3. I didn’t see any specific links for validating CCPs ( usually a fundamental HACCP step, despite blurred over in codex 2003), or perhaps there are no CCPs for wine although that wud still require some validation ? For many people this is often the most complicated and lengthy part of the HACCP plan and by association the links list also. A visible lack would normally draw an auditor’s comment IMO. Maybe second part of auditor's comment.

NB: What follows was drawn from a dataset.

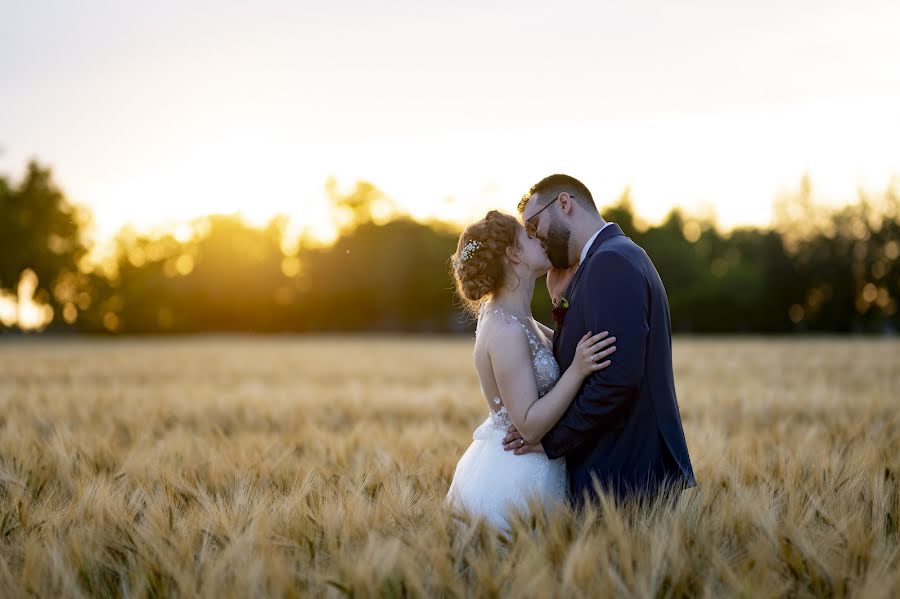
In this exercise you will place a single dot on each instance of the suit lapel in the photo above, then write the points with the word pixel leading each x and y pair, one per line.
pixel 611 231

And all other relevant legislation, sources and guidelines


4. Wasn’t quite sure what the above meant ? HACCP utilised information but not referenced in the HACCP manual, ie “anything”.? Maybe a third part of auditor's comment

Hope the above makes sense, particularly the general / specific comments. Actually (without it being my direct product knowledge base), yr links for general factors looked quite reasonable IMO but I'm less sure about the specifics. Any wine people here might also hv direct input but any comment probably needs more info., eg haccp details regarding CCPs etc. (eg metal detector validation etc, etc). I've not touched on any pre-requisite aspects since you seemed to hv had no problem in that area.

Rgds / Charles.C

Hi everyone.

Our library of resources for our HACCP was criticised at a recent BRC-5 pre-assessment by the auditor under "Insufficient references." Clearly, each category of product and process will differ (ours is alcohols for food use), but I wondered if anyone maintains a 'core' list of essential HACCP-related references that have passed BRC-5 scrutiny and that they could kindly share?

Thank you.

ISO17025



Hi ISO

in my HACCP, the "literature" i refer to is actually legislation /COP

Food Safety Act
Codex Alimentarius
Labelling Regs
Micro Regs
Animal By Products
Weights & Measures
Supermarket COP
HTST COP
Etc ETc

I have been asked to produce there pieces of legislation, so make sure you have a copy!